Who needs "carpe diem" when you've got yolo -- branded on Twitter, in pop song lyrics and in celebrity tattoos.
Now it looks like yolo's in trouble. Twitter hashtag #In2013NoMore includes Tweeters swearing off yolo forever. Yolo is annoying because it encourages "wannabe Twitter philosophers who think they've uncovered a deep secret of life," wrote Brendan Cotter of Grosse Pointe Park, Michigan, who nominated the word for the list.
Sadly, poor little yolo's story is all too common, says Geoffrey Nunberg, a linguist who teaches at the University of California at Berkeley School of Information.
"These words that are often very effective and attractive have very short half-lives because everybody picks them up at once, and they lose their punch," says Nunberg, who calls this phenomenon the "nine-day wonder." "If the words even last nine days at all."
The list takes shots at serious words, too:
2. Fiscal cliff, a media term to describe expiring federal tax cuts and across-the-board government spending cuts which are set to become effective 12/31/2012
"Just once, I would like to hear it referred to as a financial crisis," wrote a nominator from Johnstown, Pennsylvania. Appropriately, her name is Barbara Cliff.
"Journalists always like cliffs," Nunberg jokes. "There's more pressure to use phrases like that, because if you soft peddle things, nobody's going to read the story."
Two other politically tinged phrases made the list.
3. Kick the can down the road, a metaphorical phrase that describes the concept of substituting a short-term fix in place of a final decision
4. Job creator/creators, a person or business directly responsible for adding employed workers to the economy
Words like "job creators," Nunberg says, represent an entire set of phrases that bubbled up during the 2012 presidential campaign. These words reflect recent changes in the way Americans talk about differing economic and social classes. "It's the '47%,' the 'moochers,' the 'makers and takers.'" These kinds of words, Nunberg suggests, fuel the fire of class warfare in American life.

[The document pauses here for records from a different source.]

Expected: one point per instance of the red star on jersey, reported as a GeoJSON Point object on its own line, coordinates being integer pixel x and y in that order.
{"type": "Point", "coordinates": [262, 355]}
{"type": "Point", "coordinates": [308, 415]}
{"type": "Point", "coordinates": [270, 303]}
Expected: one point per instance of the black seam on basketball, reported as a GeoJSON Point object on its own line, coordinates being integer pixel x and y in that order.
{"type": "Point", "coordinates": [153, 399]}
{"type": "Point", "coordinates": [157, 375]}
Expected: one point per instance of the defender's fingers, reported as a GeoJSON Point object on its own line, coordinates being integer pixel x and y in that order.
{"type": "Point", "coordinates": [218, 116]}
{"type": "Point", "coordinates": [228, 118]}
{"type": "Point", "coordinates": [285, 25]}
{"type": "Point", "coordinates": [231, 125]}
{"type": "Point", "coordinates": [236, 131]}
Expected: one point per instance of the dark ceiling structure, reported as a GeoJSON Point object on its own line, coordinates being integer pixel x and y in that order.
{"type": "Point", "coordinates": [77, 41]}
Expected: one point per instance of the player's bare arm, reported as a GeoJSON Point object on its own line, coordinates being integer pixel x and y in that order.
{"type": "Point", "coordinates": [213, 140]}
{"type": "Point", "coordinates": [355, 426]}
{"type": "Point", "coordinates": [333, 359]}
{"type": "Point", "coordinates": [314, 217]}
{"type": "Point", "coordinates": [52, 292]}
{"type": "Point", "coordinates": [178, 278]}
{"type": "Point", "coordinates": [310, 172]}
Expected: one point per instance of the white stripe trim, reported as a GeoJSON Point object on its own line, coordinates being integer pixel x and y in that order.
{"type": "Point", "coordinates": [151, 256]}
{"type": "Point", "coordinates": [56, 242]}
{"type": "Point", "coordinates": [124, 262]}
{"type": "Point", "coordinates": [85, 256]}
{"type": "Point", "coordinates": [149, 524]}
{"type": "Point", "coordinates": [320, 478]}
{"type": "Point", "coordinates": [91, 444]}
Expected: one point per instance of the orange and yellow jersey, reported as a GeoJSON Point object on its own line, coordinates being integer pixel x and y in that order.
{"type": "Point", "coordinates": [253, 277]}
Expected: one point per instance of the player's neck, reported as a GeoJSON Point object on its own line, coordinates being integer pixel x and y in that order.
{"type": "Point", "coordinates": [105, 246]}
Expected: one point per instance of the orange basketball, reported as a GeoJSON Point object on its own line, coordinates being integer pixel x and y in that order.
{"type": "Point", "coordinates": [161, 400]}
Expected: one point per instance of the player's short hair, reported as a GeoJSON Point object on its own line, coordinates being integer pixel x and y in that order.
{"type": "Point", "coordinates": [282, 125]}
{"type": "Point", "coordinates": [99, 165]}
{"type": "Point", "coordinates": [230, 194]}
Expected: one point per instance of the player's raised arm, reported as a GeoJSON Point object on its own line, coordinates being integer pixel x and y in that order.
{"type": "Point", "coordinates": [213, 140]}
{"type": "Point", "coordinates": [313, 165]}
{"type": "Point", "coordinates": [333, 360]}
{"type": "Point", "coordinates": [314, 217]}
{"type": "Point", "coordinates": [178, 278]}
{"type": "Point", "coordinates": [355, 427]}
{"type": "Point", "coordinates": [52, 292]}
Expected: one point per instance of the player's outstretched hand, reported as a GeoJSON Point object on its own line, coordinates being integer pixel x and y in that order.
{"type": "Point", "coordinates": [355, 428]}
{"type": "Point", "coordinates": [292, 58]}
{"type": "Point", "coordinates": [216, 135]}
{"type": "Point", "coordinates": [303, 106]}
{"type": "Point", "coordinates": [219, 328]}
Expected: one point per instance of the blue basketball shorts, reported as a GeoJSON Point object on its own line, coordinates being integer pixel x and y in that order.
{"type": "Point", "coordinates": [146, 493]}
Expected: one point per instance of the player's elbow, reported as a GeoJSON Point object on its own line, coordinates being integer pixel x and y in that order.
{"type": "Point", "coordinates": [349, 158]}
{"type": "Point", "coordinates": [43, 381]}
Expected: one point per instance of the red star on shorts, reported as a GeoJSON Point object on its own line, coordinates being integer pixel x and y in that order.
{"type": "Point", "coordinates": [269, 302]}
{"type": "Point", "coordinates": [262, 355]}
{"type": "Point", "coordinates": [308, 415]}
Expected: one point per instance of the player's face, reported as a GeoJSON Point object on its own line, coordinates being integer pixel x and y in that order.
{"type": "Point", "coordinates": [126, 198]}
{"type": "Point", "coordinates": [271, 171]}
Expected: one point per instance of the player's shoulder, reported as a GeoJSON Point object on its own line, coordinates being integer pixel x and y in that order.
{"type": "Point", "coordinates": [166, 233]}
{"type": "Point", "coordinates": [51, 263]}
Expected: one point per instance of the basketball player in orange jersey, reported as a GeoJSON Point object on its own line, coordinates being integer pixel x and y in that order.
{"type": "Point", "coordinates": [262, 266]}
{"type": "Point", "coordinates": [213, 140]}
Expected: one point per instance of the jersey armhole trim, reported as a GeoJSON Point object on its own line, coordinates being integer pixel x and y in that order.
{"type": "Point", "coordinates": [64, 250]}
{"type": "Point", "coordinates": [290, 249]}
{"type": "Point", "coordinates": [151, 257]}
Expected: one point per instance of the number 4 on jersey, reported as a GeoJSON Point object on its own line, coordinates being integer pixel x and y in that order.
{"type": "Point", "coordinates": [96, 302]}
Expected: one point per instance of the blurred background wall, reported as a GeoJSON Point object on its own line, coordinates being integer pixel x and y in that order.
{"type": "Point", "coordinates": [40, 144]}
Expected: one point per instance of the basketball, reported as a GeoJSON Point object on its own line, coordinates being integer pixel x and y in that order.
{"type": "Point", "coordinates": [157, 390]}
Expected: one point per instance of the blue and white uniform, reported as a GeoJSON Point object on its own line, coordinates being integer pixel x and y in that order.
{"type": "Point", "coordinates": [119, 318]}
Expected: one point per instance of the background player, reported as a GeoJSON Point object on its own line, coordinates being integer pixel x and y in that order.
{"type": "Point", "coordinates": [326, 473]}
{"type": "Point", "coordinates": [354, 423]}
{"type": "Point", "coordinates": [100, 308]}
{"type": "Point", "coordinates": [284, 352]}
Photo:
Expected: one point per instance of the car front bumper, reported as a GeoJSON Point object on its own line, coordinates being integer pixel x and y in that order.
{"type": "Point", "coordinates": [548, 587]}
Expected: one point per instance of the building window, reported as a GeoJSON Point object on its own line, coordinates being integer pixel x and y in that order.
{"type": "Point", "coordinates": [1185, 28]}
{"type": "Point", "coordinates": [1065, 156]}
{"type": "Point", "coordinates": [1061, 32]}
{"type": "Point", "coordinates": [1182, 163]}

The list is peppered with words embraced by corporate culture, Nunberg says.
5. Passion/passionate, an intense devotion to an idea, thing or endeavor
The popularity of this word results from the "bloating of the language of corporate life," Nunberg says. "People are expected to manifest a kind of emotional attachment and investment in their jobs that wasn't required back when jobs were a lot more secure."
6. Superfood, a nonscientific word for food with extremely high nutritional benefits
It's a term which Nunberg says shows how influential the explosion of marketing has become in our culture.

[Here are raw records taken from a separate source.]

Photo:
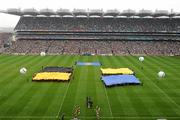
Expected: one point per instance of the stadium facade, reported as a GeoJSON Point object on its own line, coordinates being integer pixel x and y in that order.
{"type": "Point", "coordinates": [78, 32]}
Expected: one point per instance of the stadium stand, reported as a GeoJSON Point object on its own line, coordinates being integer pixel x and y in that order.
{"type": "Point", "coordinates": [96, 35]}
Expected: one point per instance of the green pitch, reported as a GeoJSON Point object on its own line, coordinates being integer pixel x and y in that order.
{"type": "Point", "coordinates": [20, 98]}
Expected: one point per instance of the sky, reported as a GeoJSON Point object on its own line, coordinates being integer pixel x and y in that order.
{"type": "Point", "coordinates": [11, 20]}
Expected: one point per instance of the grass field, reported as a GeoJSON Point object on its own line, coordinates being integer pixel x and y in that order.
{"type": "Point", "coordinates": [20, 98]}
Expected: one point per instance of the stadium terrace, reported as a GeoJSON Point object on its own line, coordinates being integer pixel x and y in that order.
{"type": "Point", "coordinates": [90, 12]}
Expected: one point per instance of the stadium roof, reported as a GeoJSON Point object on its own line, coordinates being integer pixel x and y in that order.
{"type": "Point", "coordinates": [89, 12]}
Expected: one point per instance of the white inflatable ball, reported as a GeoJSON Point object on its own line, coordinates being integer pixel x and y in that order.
{"type": "Point", "coordinates": [141, 59]}
{"type": "Point", "coordinates": [42, 53]}
{"type": "Point", "coordinates": [23, 70]}
{"type": "Point", "coordinates": [161, 74]}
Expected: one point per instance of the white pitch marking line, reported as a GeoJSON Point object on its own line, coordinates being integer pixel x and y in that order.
{"type": "Point", "coordinates": [63, 100]}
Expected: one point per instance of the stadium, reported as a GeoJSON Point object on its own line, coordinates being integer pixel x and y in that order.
{"type": "Point", "coordinates": [91, 64]}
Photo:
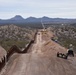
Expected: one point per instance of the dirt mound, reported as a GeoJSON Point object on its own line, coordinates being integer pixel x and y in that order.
{"type": "Point", "coordinates": [42, 60]}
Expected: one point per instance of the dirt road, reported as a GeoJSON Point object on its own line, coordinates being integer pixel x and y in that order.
{"type": "Point", "coordinates": [41, 60]}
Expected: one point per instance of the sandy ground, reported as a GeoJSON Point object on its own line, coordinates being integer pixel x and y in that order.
{"type": "Point", "coordinates": [41, 60]}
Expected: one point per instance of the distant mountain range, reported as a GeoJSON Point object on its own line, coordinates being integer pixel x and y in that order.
{"type": "Point", "coordinates": [19, 19]}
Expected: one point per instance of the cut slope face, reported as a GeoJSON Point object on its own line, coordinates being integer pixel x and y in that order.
{"type": "Point", "coordinates": [3, 53]}
{"type": "Point", "coordinates": [41, 60]}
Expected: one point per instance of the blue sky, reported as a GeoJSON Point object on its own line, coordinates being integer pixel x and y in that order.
{"type": "Point", "coordinates": [38, 8]}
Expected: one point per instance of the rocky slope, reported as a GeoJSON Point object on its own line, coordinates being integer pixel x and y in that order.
{"type": "Point", "coordinates": [12, 34]}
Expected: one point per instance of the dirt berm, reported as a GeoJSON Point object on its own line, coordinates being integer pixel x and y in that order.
{"type": "Point", "coordinates": [42, 59]}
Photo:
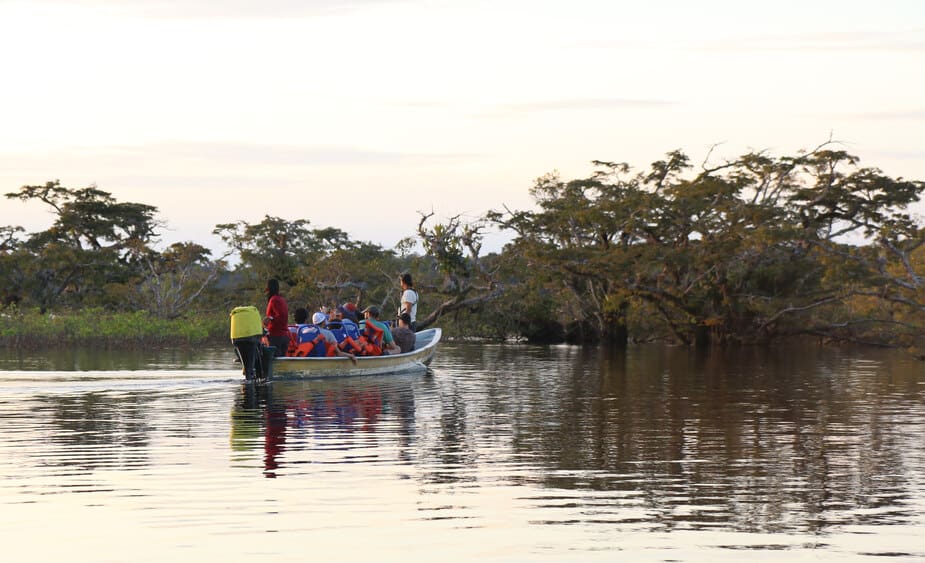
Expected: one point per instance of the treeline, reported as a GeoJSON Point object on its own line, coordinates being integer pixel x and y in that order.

Another food word on the list:
7. Boneless wings, small hand-held pieces of processed chicken without bones which are often enjoyed in sports bars
"Can we just call them chicken (pieces)?" pleaded John McNamara, of Lansing, Michigan, who nominated the word.
8. Trending, currently popular
"There are lots of ways to say it, but none in as few as eight letters," jokes Nunberg. "It's a little trendy."